The jet stream that normally brings storms across the Southeast has weakened and shifted to the north, leaving a stubborn high-pressure system gripping the region, maintaining current conditions.
Current conditions are killing trees and other plants.
City arborist Scott Jones said large trees are dying and saplings just planted are suffering, having not taken root yet. The city government can afford to water new plantings only for a year, he said: After that, they’re on their own.
“We’re going to see a lot more effect next year, when things start to green up in the spring,” he said. A severe drought can initiate a cycle of gradual decline that takes two or three years to play out.
Pine trees that have deep tap roots abruptly have turned brown, and hardwoods already nearing their life expectancy are accelerating toward their demise.
The problems are not concentrated in particular spots, he said. Having gone weeks without significant rainfall, “pretty much everything’s in distress,” he said.
So are residents who don’t want to lose their trees, he said: “We’ve had a lot of people call in.” Some bought their homes because of the trees that shade and beautify their yards, and they want to know what they can do to save those trees.
He recommends they water trees with a soaker hose, a sprinkler or a garden hose with its flow cut to a trickle. Typically trees have surface roots within the drip line of their canopies and can collect moisture in that area, if it soaks in.
So far Columbus is under no mandatory water use restrictions. The Georgia Environmental Protection Division has it under what’s called “Drought Advisory Level 1,” which recommends voluntary water conservation.
According to the Columbus Water Works, that level allows “daily watering for purposes of planting, growing, managing, or maintaining ground cover, trees, shrubs, or other plants only between the hours of 4 p.m. and 10 a.m.”
The U.S. Department of Agriculture on Nov. 13 reported that topsoil moisture was “short to very short” across 92 percent of Alabama and 90 percent of Georgia. Subsoil moisture was in the same condition over 90 percent of Alabama and 80 percent of Georgia, according to the U.S. Drought Monitor.
The U.S. Drought Monitor map has Muscogee County currently in “extreme drought,” just one level below the worst designation of “exceptional drought” and right on the threshold, geographically, as Harris and Troup counties just to the north are in exceptional drought.
These conditions are not just dry, but dangerous, because of the wildfire risk.
Columbus Fire Marshal Ricky Shores compares the volatility of dry brush and dead trees to ground soaked in gasoline: Drop a lit match, and the flames can spread as if fumes ignited.

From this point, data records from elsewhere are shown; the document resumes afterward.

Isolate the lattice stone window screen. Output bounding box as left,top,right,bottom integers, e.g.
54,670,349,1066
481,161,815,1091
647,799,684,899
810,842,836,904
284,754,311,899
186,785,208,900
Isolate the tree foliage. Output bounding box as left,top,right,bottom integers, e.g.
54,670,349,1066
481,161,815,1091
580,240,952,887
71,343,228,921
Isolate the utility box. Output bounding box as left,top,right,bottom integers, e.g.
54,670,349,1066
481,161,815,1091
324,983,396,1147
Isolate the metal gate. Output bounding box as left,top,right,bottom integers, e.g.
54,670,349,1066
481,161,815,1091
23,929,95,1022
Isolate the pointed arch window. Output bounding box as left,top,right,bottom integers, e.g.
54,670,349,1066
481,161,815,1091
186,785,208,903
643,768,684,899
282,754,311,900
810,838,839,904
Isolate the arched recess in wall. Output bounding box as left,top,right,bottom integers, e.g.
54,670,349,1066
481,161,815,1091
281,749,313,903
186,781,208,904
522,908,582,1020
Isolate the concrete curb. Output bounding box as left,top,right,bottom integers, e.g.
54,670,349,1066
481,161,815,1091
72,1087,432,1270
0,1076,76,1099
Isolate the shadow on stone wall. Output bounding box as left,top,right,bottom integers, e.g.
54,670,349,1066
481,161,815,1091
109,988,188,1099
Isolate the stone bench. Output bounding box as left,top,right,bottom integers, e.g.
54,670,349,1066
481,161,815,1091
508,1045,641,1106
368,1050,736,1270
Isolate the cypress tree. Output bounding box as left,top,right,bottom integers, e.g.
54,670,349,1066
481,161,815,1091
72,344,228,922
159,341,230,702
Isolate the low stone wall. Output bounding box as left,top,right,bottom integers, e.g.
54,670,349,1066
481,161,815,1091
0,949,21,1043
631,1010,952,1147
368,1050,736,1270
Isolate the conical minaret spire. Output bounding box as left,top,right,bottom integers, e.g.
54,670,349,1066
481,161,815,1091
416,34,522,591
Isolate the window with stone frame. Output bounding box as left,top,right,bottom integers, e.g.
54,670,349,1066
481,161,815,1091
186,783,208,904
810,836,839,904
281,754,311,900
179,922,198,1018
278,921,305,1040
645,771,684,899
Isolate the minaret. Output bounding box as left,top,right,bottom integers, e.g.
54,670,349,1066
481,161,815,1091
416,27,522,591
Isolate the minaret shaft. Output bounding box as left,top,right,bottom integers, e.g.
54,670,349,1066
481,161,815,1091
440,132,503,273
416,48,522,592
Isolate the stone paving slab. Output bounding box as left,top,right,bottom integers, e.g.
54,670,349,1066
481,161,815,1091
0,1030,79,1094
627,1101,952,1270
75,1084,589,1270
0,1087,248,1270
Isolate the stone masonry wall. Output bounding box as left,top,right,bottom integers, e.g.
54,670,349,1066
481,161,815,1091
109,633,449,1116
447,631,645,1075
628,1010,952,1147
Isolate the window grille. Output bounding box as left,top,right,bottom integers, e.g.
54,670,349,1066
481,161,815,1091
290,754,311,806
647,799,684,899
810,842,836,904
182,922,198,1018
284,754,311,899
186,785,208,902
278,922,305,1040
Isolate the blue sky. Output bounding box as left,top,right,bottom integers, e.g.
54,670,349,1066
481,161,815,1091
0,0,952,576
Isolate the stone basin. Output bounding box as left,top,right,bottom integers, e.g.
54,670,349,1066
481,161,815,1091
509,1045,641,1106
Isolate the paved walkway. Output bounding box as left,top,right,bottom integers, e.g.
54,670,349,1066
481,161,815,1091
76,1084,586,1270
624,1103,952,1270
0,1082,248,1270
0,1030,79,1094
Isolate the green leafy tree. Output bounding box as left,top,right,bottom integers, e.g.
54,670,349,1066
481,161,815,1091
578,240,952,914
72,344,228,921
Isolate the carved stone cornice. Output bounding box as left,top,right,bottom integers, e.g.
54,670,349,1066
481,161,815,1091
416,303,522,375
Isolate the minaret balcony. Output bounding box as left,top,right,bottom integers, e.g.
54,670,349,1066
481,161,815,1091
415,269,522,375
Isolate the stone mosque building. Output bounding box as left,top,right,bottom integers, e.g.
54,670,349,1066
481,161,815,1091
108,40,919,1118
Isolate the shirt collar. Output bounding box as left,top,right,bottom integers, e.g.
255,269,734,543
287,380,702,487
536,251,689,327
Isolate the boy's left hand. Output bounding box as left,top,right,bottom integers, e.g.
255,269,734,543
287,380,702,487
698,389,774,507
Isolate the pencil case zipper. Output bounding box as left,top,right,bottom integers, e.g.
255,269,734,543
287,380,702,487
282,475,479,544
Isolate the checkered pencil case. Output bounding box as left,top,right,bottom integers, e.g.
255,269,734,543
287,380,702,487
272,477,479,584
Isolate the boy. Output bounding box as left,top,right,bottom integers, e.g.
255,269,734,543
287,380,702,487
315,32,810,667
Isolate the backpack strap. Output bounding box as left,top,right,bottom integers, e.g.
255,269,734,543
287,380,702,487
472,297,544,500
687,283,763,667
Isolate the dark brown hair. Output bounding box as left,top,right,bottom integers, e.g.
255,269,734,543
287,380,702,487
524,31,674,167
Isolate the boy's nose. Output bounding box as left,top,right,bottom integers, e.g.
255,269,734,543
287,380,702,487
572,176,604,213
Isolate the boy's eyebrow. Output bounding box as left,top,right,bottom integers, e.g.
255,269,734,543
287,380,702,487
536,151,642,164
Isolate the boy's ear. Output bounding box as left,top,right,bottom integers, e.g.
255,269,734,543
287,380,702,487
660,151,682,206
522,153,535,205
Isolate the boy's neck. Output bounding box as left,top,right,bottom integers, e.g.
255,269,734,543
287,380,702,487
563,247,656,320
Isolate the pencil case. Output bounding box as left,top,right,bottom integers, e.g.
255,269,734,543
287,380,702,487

He issued a burn ban for Muscogee County on Saturday, prohibiting any outdoor fires not contained in a chimney or outdoor masonry fireplace. Cooking on grills is allowed, but users should be cautious and prepared to extinguish any sparks. Charcoal should be thoroughly doused before it’s discarded.
Columbus normally allows outdoor burning by permit only, but few residents abide by the law, Shores said. They burn trash, yard debris or construction waste without getting permits.
“That goes on every day,” he said. “It’s not supposed to.”
It’s unlikely to go unnoticed under these conditions, he said: “We’re about to have our eyes opened as to how pervasive these fires can be.”
Any outdoor burning now threatens not just the property it’s on, but all the land around it, including homes and businesses. Anyone who witnesses it needs to recognize the danger and call 911, he said.
Alabama Gov. Robert Bentley issued a drought emergency declaration banning outdoor burning on Oct. 12. It covers 46 counties in north and central Alabama, including Russell, Lee, Chambers, Macon and Randolph.
The Alabama Forestry Commission advises those using outdoor grills for cooking to remove any combustible material within 10 feet of the grill and have a fire extinguisher or water hose available to extinguish any sparks. The burn ban also prohibits using candles and Tiki torches, it says.
Violators face a fine of $250 to $500 and up to six months in jail.